Doorman-Priest said...

I use that sheild in the classroom. It is a fantastic explanation of the Trinity.

You can develop the idea with H2o in the centre and water, ice and steam around the outside just in case folk are unsure that one thing can be three at the same time.

Jeff Greathouse said...

I have seen the H20 example many times, especially in curriculum. But, I don't think that it is accurate and maybe even "bad theology".

Maybe you can explaine it to me better to show that it is "not wrong".

Nator said...

Wow. If anyone thinks they can get their mind around God, they had better think again.

Once again, a topic for a pub. It would probably make more sense after a beer.

Jeff Greathouse said...

I think that Luther had a quote about that somewhere, I will have to check on that.

Wonder Woman said...

WOW!

I would need a few shooters NateringNator!

Nice job kiddo!

Jeff McQ said...

Jeff,
Interesting you should write this now.

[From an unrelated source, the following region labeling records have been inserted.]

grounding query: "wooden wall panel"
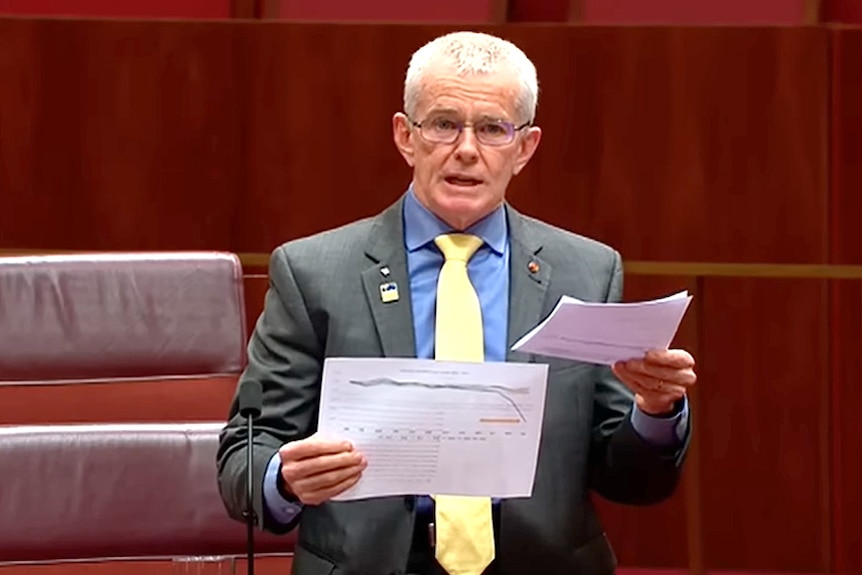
[699,278,830,573]
[830,29,862,573]
[277,0,505,24]
[580,0,808,26]
[0,19,244,250]
[0,0,231,18]
[511,27,827,262]
[236,24,827,262]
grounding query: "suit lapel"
[362,199,416,357]
[506,205,551,361]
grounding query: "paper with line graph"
[318,358,548,500]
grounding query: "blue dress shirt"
[263,187,688,524]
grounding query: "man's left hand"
[612,349,697,416]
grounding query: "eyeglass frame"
[404,112,533,148]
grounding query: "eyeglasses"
[407,115,531,146]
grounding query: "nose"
[455,126,479,162]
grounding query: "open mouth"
[445,176,482,188]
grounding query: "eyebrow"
[427,108,512,122]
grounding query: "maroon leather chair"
[0,252,293,575]
[0,252,247,424]
[0,422,293,573]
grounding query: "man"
[218,32,696,575]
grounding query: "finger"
[281,451,365,481]
[615,366,686,398]
[644,349,695,369]
[290,464,366,495]
[629,382,686,401]
[622,359,697,386]
[300,473,362,505]
[278,435,353,462]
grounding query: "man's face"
[393,64,541,230]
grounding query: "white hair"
[404,32,539,122]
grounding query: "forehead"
[417,67,520,118]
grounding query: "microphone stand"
[245,413,257,575]
[239,380,263,575]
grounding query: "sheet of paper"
[318,358,548,500]
[512,291,691,365]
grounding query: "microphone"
[239,379,263,575]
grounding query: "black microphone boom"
[239,379,263,575]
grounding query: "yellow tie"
[434,234,494,575]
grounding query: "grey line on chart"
[347,377,530,421]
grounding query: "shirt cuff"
[263,451,302,525]
[632,398,688,447]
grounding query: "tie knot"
[434,234,485,262]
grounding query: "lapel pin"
[380,282,398,303]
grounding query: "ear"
[392,112,416,168]
[512,126,542,175]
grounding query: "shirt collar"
[404,185,508,255]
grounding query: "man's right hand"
[278,433,368,505]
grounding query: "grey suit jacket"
[218,199,687,575]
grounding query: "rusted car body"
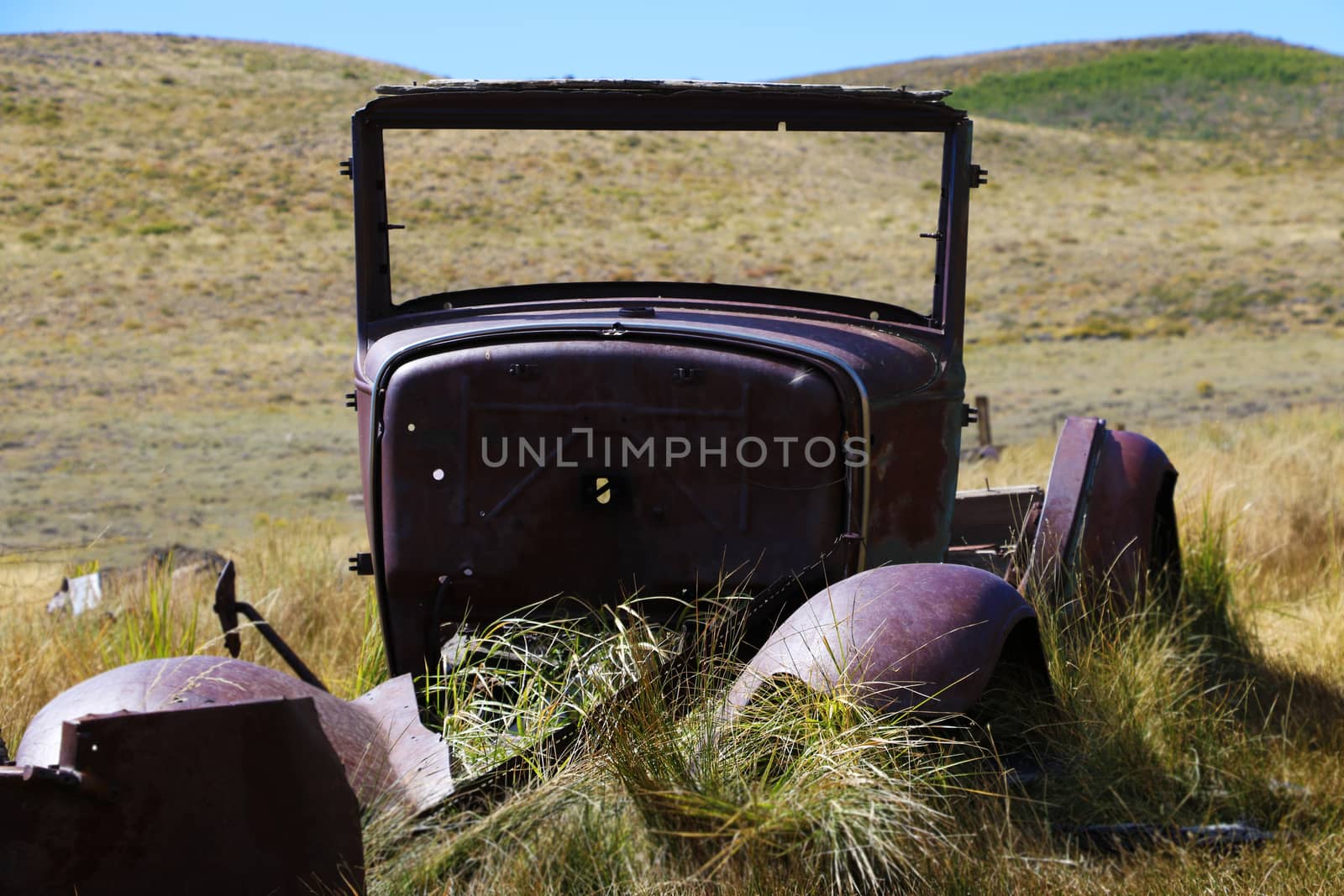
[0,81,1179,892]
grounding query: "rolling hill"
[0,34,1344,563]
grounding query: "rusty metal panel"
[0,699,365,896]
[728,563,1039,713]
[15,657,453,811]
[379,338,848,668]
[1021,417,1106,602]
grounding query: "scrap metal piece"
[0,699,365,896]
[728,563,1044,715]
[213,560,327,690]
[1057,820,1274,853]
[1021,417,1106,605]
[47,572,102,616]
[15,657,453,813]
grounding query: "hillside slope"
[0,34,1344,563]
[811,34,1344,143]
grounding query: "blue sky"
[0,0,1344,81]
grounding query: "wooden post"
[976,395,995,448]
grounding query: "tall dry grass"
[0,412,1344,893]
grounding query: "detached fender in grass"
[0,656,454,893]
[1020,417,1180,610]
[1080,430,1180,610]
[15,656,453,811]
[0,699,365,896]
[728,563,1044,713]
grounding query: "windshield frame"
[351,81,972,347]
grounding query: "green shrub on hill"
[953,43,1344,139]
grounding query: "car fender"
[728,563,1044,715]
[1080,432,1180,602]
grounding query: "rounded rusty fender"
[0,697,365,896]
[1079,430,1180,603]
[15,656,453,811]
[727,563,1044,716]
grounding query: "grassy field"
[0,408,1344,893]
[0,35,1344,563]
[0,35,1344,893]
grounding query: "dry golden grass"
[0,35,1344,563]
[0,408,1344,893]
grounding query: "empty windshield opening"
[383,129,943,313]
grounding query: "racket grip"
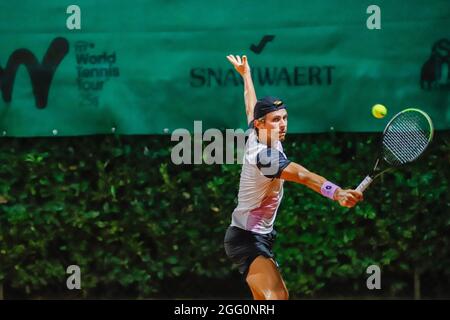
[356,176,373,192]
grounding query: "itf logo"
[420,39,450,90]
[0,38,69,109]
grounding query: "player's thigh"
[246,256,288,299]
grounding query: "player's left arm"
[280,162,363,208]
[227,54,257,124]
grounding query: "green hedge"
[0,131,450,298]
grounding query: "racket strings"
[383,112,431,165]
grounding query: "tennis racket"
[356,108,434,192]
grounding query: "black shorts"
[224,226,278,279]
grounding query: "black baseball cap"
[250,96,286,127]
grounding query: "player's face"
[257,109,287,141]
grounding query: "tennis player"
[224,55,362,300]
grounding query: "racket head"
[380,108,434,167]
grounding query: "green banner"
[0,0,450,136]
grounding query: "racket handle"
[356,176,373,192]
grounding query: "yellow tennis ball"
[372,104,387,119]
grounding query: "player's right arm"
[280,162,363,208]
[227,55,257,123]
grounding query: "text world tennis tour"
[174,304,275,318]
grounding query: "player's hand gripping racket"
[356,109,434,192]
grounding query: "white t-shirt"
[231,129,290,234]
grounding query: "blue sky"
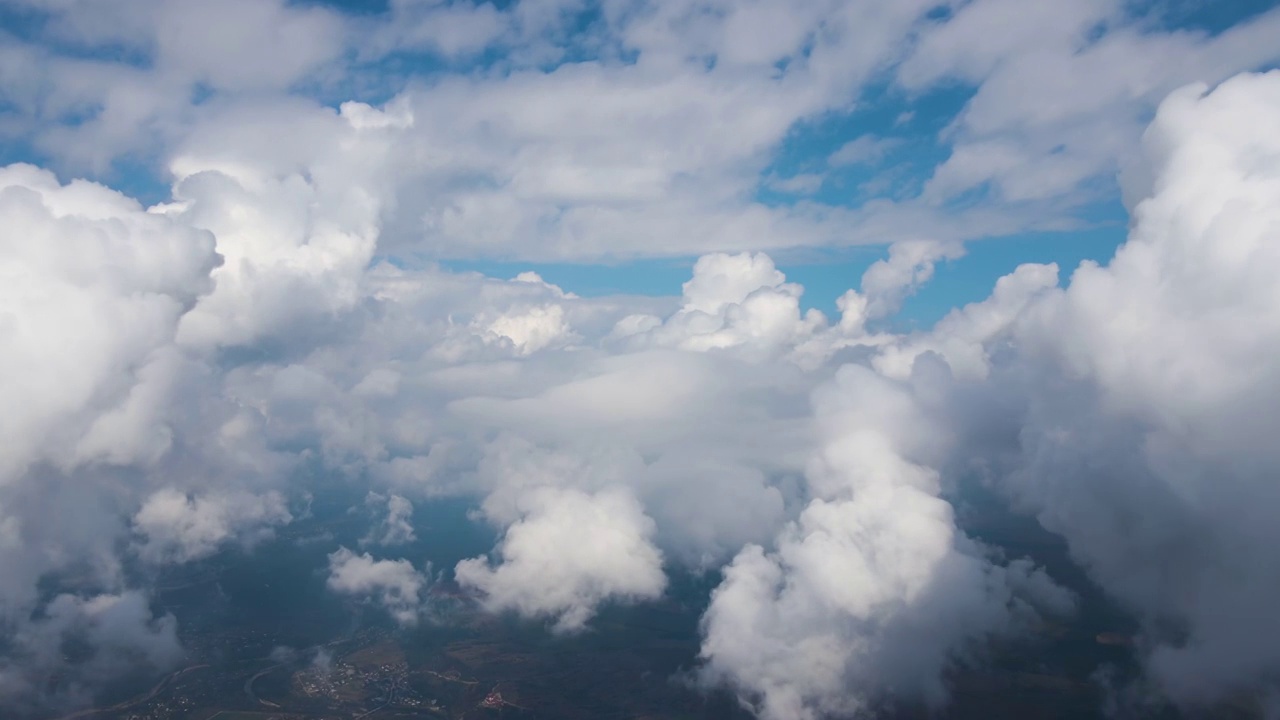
[0,0,1275,327]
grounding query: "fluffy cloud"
[701,365,1071,719]
[328,547,430,626]
[998,73,1280,703]
[133,488,293,562]
[456,487,667,632]
[0,0,1280,717]
[360,492,417,546]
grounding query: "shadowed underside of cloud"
[0,0,1280,719]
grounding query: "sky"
[0,0,1280,720]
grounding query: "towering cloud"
[0,0,1280,719]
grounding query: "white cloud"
[133,488,293,562]
[0,0,1280,717]
[360,491,417,547]
[456,486,667,632]
[701,365,1071,720]
[328,547,430,626]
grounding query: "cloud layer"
[0,0,1280,719]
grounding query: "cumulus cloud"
[133,488,293,562]
[701,365,1071,720]
[360,492,417,546]
[983,73,1280,703]
[0,0,1280,717]
[328,547,430,626]
[454,486,667,632]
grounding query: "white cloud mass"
[0,0,1280,720]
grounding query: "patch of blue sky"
[1128,0,1280,35]
[0,3,151,68]
[756,81,974,208]
[440,212,1126,332]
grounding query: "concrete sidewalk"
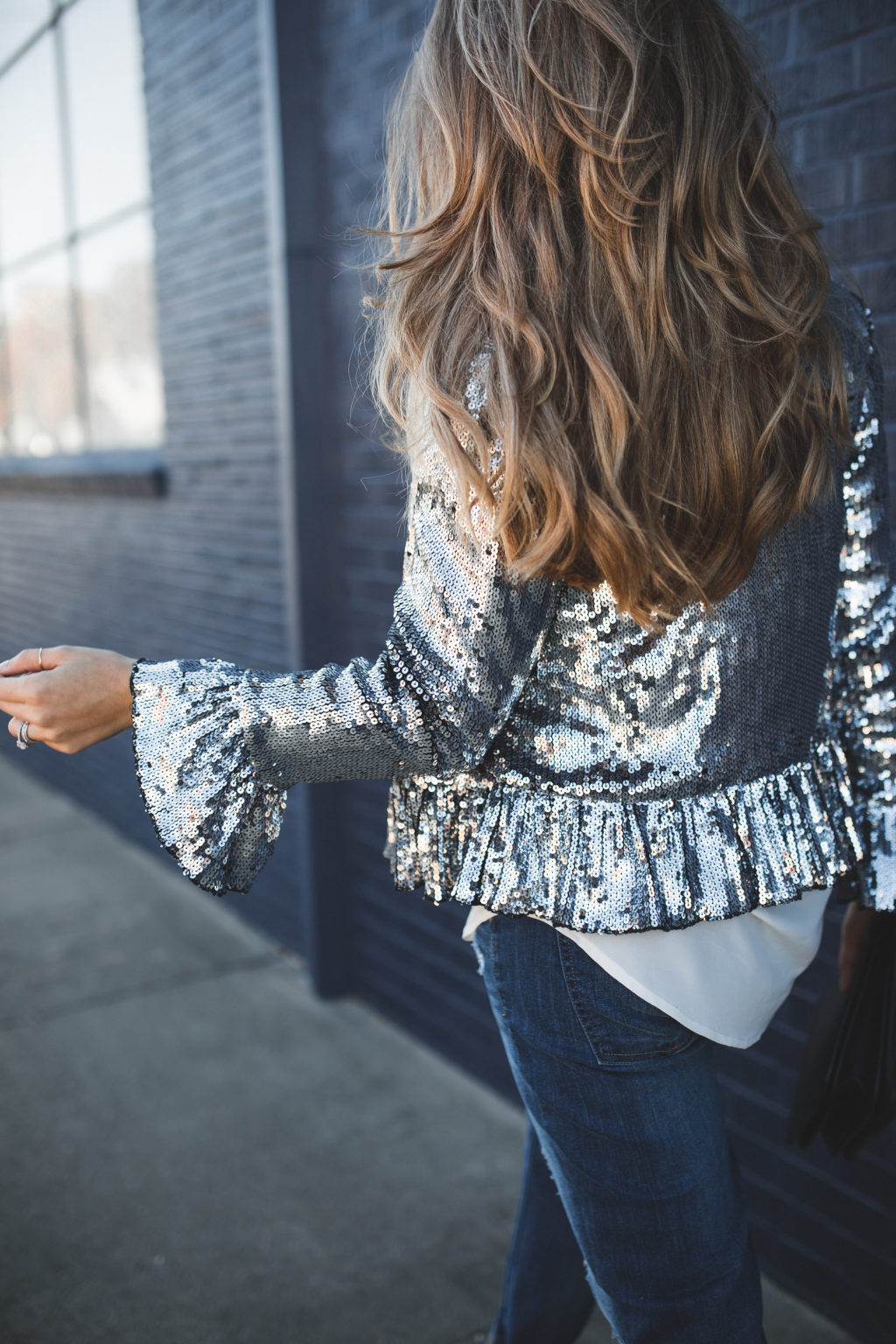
[0,760,848,1344]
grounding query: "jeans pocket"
[560,938,707,1065]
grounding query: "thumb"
[0,648,65,676]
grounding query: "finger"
[0,649,48,676]
[0,672,46,719]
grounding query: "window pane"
[0,0,52,65]
[3,251,83,457]
[0,32,65,265]
[62,0,149,228]
[77,214,165,447]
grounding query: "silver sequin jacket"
[131,290,896,933]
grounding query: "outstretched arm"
[0,432,555,891]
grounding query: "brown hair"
[362,0,848,629]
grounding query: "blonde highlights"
[362,0,848,629]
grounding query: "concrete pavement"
[0,760,849,1344]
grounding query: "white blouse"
[464,887,830,1048]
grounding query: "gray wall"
[315,0,896,1341]
[0,0,301,941]
[0,0,896,1341]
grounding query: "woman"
[0,0,896,1344]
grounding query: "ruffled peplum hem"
[384,737,881,933]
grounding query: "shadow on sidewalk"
[0,760,848,1344]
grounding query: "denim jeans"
[472,915,765,1344]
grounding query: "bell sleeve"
[131,444,556,892]
[831,305,896,910]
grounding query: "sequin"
[131,281,896,933]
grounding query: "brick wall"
[718,0,896,1340]
[0,0,304,941]
[315,0,896,1341]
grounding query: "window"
[0,0,164,459]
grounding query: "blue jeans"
[472,915,765,1344]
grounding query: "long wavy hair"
[368,0,848,630]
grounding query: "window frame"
[0,0,166,496]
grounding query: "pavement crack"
[0,951,284,1031]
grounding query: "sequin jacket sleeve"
[131,447,554,891]
[830,311,896,910]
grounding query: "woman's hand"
[836,900,874,995]
[0,644,135,755]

I wrote this yesterday:

http://jmcq.blogspot.com/2008/03/embracing-mystery.html

By the way, don't feel bad about not knowing the Ath-an-a-sia-n Creed. I was raised Episcopalian and this is the first I've heard of this creed. :) Or...maybe I'm the one who should feel bad... :(

Doorman-Priest said...

Jeff, you need to know that the age group I deal with for this topic is aged 15-16. It'll do for them. I know it has its limitations.

Jeff Greathouse said...

Jeff:

Thanks for the comment and thanks for the heads up on the article that you put up on your blog.

DP:

I think that there needs to be another element:

Example (not good)

Water as the center

- ice
- rain
- snow

or

- ice
- steam
- snow

the reason is that I do not think you can have water - twice - and at least here H20 is considered water ...

*thinking*

WayneDawg said...

An awesome post Sir.

A beautiful creed. I have seen some that have portions of that creed in them, but never one that long and so descriptive of who God is and what He has done for us through His Son Jesus Christ.

Well done.

Jeff Greathouse said...

Waynedawg:

Thanks for the comment. I appreciated the creed as well. I think that I need to print it out and have it where I can look at it once in awhile.